Jon and Vangelis singles chronology
| "The Friends of Mr Cairo" (1981) | "I'll Find My Way Home" (1981) | "(I Want to Go) Back to School" (1981) |

Official audio
- "I'll Find My Way Home" on YouTube

= I'll Find My Way Home =

I'll Find My Way Home is a song written by Jon Anderson and Vangelis. It was included on the second edition of Jon and Vangelis' 1981 album The Friends of Mr Cairo.

The song was written after the initial release of The Friends of Mr Cairo, which commercially underperformed expectations set by the band. Following a dinner between the two, Vangelis informed Anderson of a chord sequence he was developing and invited Anderson over to finish it, which they accomplished over the span of three hours. It was issued as a single in November 1981 and reached the top ten in several European countries, including the UK Singles Chart. Upon the song's chart success, it was later appended to The Friends of Mr Cairo as the opening track.

==Release==
In the United Kingdom, the single peaked at No. 6 and was certified Silver (1982) for sales of over 250,000 copies by BPI. It reached No. 51 on the Billboard Hot 100 and No. 41 on the Adult Contemporary chart. In Europe, it peaked at No. 1 in Switzerland and Poland, No. 2 in Ireland and the Netherlands, No. 3 in Belgium, No. 5 in Israel, No. 6 in West Germany, No. 9 in Sweden, No. 13 in France, and No. 19 in Austria. It also reached the top 50 in Australia. and New Zealand. In Canada, the song was issued in a picture sleeve with a song from The Friends of Mr Cairo titled "Beside" as the single's B-side.

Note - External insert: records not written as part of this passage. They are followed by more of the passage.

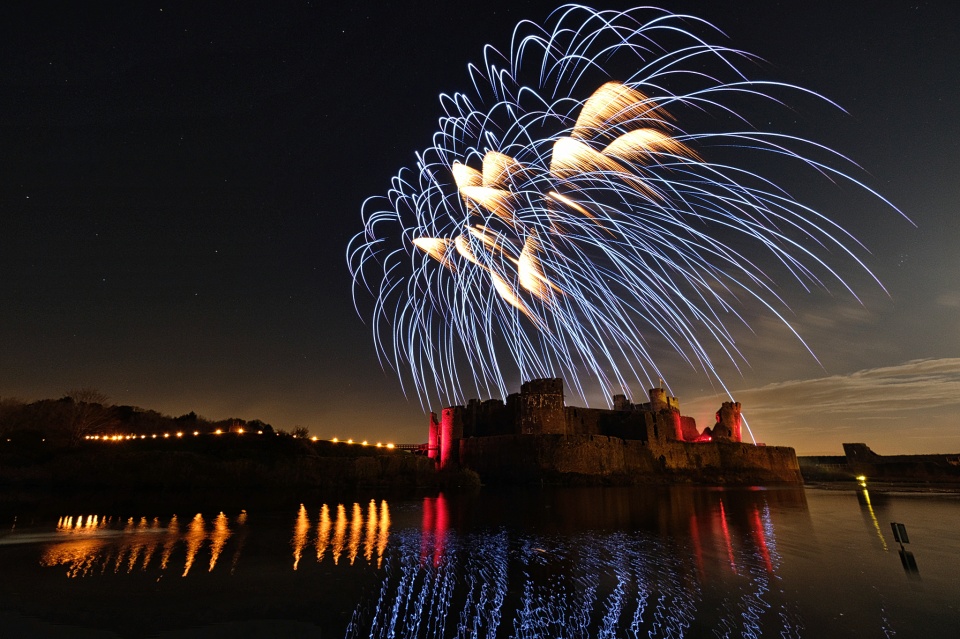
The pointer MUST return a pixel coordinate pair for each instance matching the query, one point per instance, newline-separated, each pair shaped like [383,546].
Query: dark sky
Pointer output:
[178,183]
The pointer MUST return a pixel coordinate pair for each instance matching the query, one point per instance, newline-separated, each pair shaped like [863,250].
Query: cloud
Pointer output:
[950,299]
[896,408]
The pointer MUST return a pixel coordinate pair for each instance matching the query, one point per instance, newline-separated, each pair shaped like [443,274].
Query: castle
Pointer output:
[536,436]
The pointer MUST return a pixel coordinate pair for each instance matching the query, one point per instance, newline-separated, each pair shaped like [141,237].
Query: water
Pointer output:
[590,562]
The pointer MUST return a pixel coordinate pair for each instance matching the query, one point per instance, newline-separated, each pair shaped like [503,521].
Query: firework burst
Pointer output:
[570,212]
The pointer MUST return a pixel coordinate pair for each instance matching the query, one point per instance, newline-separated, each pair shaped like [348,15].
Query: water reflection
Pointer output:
[593,562]
[613,577]
[93,544]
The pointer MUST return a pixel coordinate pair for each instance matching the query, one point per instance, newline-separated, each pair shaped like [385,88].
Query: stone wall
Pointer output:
[541,407]
[602,459]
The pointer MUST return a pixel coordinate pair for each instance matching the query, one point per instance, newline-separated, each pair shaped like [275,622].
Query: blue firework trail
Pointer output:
[570,217]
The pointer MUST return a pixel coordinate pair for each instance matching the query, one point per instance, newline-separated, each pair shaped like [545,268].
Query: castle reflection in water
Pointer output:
[92,544]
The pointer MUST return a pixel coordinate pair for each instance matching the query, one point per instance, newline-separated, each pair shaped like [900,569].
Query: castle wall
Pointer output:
[433,439]
[541,407]
[529,458]
[932,468]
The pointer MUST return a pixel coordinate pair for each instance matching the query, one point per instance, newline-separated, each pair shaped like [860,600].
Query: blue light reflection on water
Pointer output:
[591,562]
[590,583]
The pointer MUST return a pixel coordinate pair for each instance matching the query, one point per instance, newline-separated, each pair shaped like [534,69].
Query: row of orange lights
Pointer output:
[363,443]
[117,438]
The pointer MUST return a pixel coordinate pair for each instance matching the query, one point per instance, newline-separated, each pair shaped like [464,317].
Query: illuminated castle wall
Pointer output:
[534,433]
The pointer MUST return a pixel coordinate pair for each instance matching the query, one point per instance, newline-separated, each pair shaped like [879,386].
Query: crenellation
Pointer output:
[654,438]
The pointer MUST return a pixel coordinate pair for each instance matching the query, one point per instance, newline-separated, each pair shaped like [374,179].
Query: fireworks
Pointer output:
[570,212]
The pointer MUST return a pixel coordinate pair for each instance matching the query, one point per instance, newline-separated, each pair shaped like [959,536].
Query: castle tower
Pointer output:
[541,407]
[433,441]
[728,422]
[451,432]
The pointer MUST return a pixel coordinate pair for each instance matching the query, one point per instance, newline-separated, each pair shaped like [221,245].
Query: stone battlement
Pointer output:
[651,440]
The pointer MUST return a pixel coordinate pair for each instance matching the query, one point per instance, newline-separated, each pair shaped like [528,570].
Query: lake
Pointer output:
[573,562]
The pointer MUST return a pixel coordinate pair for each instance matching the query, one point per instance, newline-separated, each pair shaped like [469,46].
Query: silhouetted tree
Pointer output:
[301,432]
[86,412]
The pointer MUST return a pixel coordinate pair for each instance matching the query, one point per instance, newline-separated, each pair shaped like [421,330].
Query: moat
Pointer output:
[659,561]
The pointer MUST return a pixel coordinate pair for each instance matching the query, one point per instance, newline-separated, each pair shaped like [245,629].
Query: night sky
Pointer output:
[178,185]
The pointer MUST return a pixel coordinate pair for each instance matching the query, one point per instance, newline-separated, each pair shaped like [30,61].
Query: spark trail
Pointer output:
[571,217]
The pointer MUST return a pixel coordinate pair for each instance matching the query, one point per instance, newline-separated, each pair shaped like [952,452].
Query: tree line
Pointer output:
[86,412]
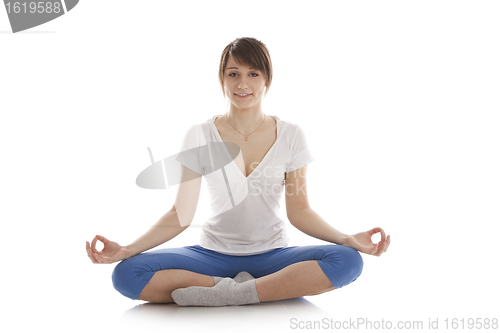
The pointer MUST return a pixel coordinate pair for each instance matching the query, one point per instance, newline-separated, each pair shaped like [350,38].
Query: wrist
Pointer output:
[344,240]
[130,250]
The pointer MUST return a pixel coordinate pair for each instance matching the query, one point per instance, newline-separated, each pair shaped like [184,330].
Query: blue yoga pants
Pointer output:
[341,264]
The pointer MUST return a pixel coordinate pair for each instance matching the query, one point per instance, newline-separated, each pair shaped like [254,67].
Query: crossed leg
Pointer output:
[300,279]
[281,274]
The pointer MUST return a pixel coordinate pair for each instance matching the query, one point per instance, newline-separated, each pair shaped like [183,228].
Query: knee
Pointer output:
[348,265]
[353,260]
[124,279]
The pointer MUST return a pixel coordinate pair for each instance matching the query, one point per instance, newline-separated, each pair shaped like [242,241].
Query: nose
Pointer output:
[242,84]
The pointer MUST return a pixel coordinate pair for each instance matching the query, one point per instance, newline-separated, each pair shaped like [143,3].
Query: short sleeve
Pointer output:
[300,154]
[190,149]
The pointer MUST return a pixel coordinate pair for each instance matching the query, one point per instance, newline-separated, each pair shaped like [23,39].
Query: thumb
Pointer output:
[103,239]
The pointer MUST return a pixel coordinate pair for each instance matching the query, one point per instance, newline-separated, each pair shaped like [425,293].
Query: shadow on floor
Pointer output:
[269,315]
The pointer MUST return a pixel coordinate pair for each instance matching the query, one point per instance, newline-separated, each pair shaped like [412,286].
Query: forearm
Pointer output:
[310,223]
[165,229]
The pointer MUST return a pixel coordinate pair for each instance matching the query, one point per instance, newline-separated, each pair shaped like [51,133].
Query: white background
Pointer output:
[399,101]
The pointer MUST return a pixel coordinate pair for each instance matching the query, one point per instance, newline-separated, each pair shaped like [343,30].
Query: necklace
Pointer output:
[246,136]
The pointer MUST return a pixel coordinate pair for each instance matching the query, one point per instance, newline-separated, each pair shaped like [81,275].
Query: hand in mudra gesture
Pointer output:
[363,242]
[111,252]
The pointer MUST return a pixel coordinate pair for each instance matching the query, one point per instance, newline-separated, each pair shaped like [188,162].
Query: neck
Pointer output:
[246,120]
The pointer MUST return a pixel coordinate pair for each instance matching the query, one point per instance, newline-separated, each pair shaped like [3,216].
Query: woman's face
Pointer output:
[242,85]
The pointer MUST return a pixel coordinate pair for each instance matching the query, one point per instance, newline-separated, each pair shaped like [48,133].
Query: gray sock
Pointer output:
[226,292]
[240,277]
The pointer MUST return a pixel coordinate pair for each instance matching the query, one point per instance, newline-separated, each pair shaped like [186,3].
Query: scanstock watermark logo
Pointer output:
[24,15]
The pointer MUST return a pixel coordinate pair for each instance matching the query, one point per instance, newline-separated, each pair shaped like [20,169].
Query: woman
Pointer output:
[243,256]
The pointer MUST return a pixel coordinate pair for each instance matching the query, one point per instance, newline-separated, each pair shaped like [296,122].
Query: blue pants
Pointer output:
[342,265]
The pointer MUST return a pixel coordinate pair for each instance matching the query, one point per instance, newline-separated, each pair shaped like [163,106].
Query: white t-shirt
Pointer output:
[244,211]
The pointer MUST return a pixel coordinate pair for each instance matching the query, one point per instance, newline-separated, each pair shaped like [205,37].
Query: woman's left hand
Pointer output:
[363,242]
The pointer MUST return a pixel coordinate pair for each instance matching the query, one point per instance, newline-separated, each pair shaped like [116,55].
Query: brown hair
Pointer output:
[247,51]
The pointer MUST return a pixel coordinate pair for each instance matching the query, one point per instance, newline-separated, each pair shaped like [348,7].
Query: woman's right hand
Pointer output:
[111,252]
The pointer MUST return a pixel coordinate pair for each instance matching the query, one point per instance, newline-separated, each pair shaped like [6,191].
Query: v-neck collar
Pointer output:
[217,134]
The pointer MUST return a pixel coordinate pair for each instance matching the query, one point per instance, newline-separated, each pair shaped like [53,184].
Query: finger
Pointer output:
[103,239]
[94,241]
[373,231]
[98,258]
[388,242]
[382,237]
[90,253]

Cashbox called the song a "dreamy duet featuring Vangelis' sparkling layers of keyboards and ex-Yes man Jon Anderson's floating falsetto" and that the song "ebbs and flows on a tide of glistening synthesizer waves."

===Weekly charts===

| Chart (1981–82) | Peak position |
|---|---|
| Australia (Kent Music Report) | 22 |
| Austria (Ö3 Austria Top 40) | 19 |
| Belgium (Ultratop 50 Flanders) | 3 |
| France (IFOP) | 49 |
| Ireland (IRMA) | 2 |
| Israel (IBA)^{[citation needed]} | 5 |
| Netherlands (Dutch Top 40) | 4 |
| Netherlands (Single Top 100) | 2 |
| New Zealand (Recorded Music NZ) | 45 |
| Sweden (Sverigetopplistan) | 9 |
| Switzerland (Schweizer Hitparade) | 1 |
| UK Singles (Official Charts) | 6 |
| US Billboard Hot 100 | 51 |
| US Adult Contemporary (Billboard) | 41 |
| West Germany (GfK) | 6 |

===Year-end charts===

| Chart (1982) | Position |
|---|---|
| Australia (Kent Music Report) | 52 |
| Belgium (Ultratop Flanders) | 22 |
| Netherlands (Dutch Top 40) | 29 |
| Netherlands (Single Top 100) | 23 |
| Switzerland (Schweizer Hitparade) | 2 |
| West Germany (Official German Charts) | 30 |

== Certifications ==

| Region | Certification | Certified units/sales |
| United Kingdom (BPI) | Silver | 250,000^{^} |
^{^} Shipments figures based on certification alone.